Fox News, citing a single unnamed FBI source, had reported that Rich, who was murdered last year in Washington, D.C., was a potential source of internal DNC emails published by Wikileaks last summer, implying that he was then assassinated for the leak. The report immediately caught fire among supporters of President Donald Trump as a preferable alternative explanation to the one put forward by U.S. law enforcement and intelligence officials, who have always maintained that Russian hackers were behind the breach. Former House Speaker Newt Gingrich amplified the conspiracy theory on Fox News Sunday. But no one did more to advance the theory for which there’s no evidence than Fox’s Sean Hannity, who devoted multiple segments on his show to the issue as it took off on conservative blogs and talk radio.
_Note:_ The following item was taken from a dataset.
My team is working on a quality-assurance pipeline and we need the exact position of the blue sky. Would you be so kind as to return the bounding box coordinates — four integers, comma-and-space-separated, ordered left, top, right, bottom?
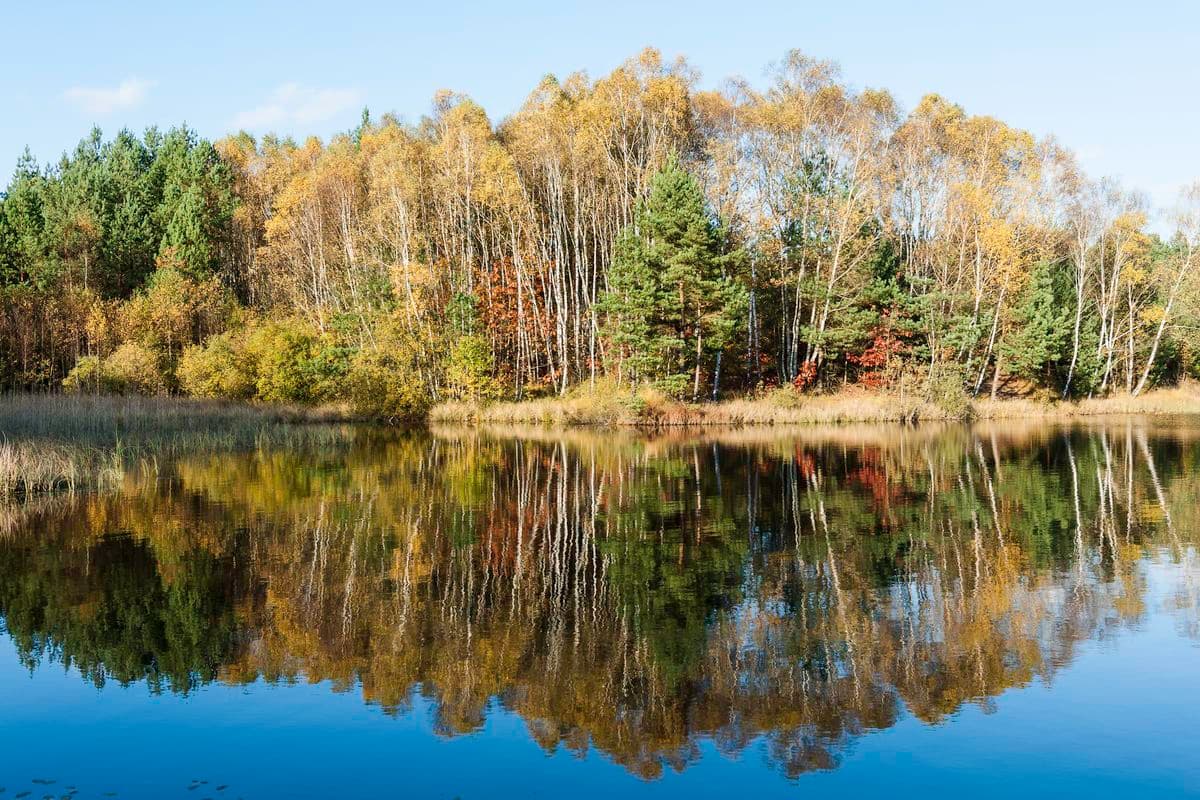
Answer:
4, 0, 1197, 213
Rich’s brother wrote a letter to Hannity’s executive producer this week asking him to stop. On Tuesday, Fox retracted the story. “On May 16, a story was posted on the Fox News website on the investigation into the 2016 murder of DNC Staffer Seth Rich. The article was not initially subjected to the high degree of editorial scrutiny we require for all our reporting. Upon appropriate review, the article was found not to meet those standards and has since been removed,” Fox News said in a statement posted online. The statement did not include an apology to Rich’s family or any admission of regret.